Emmanuel Macron — the pro-European Union centrist facing off against far-right nationalist Marine Le Pen in the second round of the French presidential election — was the target of Russian hackers, Time reported Tuesday.
According to Japanese antivirus firm Trend Micro, hackers linked to Russia created fake websites in an attempt to steal passwords and online credentials from Macron staffers.
Mounir Mahjoubi, digital chief for the Macron campaign, confirmed there were attempts to hack the campaign but said they were unsuccessful.
"It's serious, but nothing was compromised," Mahjoubi told the Associated Press on Monday night.
Though it didn't point its finger at any governments, Trend Micro said it was "very, very likely" a group called Pawn Storm — which U.S. intelligence considers a Russian spying organization — is behind the attempted hacks.

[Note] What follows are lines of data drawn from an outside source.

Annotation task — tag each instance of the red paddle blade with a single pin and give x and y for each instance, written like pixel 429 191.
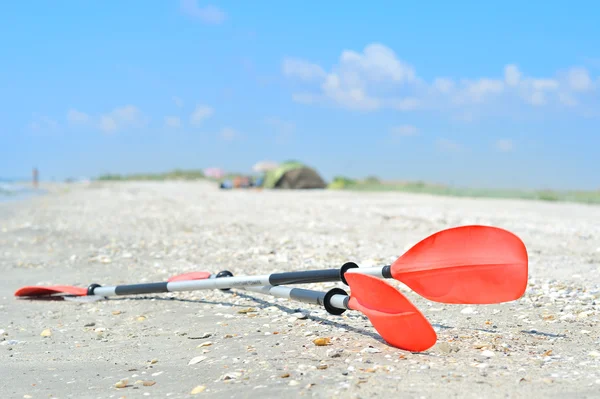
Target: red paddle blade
pixel 190 276
pixel 467 265
pixel 394 317
pixel 52 290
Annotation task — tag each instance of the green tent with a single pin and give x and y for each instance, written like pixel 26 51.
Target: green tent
pixel 293 175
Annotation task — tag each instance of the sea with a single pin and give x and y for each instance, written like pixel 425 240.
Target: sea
pixel 17 189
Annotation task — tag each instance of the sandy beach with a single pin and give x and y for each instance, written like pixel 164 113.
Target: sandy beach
pixel 238 344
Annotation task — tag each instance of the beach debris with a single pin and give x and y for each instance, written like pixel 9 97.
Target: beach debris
pixel 322 341
pixel 202 336
pixel 198 389
pixel 122 383
pixel 196 360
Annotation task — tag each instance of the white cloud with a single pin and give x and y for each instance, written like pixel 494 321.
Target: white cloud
pixel 43 124
pixel 478 90
pixel 283 129
pixel 228 134
pixel 504 145
pixel 301 69
pixel 126 117
pixel 178 101
pixel 377 78
pixel 200 114
pixel 208 14
pixel 172 121
pixel 404 131
pixel 75 117
pixel 448 145
pixel 443 85
pixel 579 79
pixel 512 75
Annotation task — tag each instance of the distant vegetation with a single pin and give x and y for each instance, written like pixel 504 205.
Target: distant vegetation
pixel 374 184
pixel 176 174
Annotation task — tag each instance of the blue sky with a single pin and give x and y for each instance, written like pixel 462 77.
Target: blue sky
pixel 488 95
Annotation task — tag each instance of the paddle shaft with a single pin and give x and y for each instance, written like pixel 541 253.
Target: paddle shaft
pixel 226 282
pixel 335 300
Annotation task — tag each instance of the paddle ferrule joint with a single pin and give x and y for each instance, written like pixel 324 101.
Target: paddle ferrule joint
pixel 91 289
pixel 332 305
pixel 386 271
pixel 345 267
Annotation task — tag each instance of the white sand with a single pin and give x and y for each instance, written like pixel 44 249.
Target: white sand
pixel 547 344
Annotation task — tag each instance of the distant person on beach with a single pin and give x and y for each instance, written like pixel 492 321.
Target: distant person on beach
pixel 35 177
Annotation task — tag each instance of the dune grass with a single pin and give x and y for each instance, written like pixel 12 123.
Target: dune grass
pixel 176 174
pixel 373 184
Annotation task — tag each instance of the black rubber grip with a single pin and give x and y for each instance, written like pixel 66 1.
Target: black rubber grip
pixel 386 272
pixel 327 301
pixel 150 288
pixel 304 277
pixel 307 296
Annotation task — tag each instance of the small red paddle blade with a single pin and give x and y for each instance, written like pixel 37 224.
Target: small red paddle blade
pixel 394 317
pixel 466 265
pixel 52 290
pixel 190 276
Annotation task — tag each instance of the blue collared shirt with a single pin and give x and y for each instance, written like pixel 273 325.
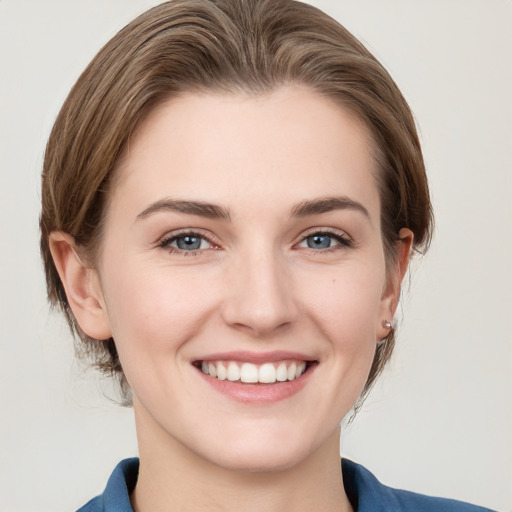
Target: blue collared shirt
pixel 365 492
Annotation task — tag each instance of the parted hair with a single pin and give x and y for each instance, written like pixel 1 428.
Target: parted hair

U.S. officials previously said the Kremlin interfered with the 2016 presidential election on behalf of then-candidate Donald Trump; the FBI launched an investigation into the Trump campaign's possible Russian ties back in July. Russian President Vladimir Putin has repeatedly denied any involvement in the U.S. election, and Kremlin spokesman Dmitry Peskov said Monday that allegations the country was now trying to influence the outcome of the French election are "utterly erroneous."
But Macron's opponent, Le Pen — like Trump in the U.S. — has expressed a desire to improve relations with Putin's government and would "undermine Western institutions" in the eyes of the Kremlin, Will Pomeranz of the Woodrow Wilson Center told CNN.
Macron led the first round of the election with 23.7% of the vote. He faces Le Pen, who earned 21.7%, in a runoff election on May 7.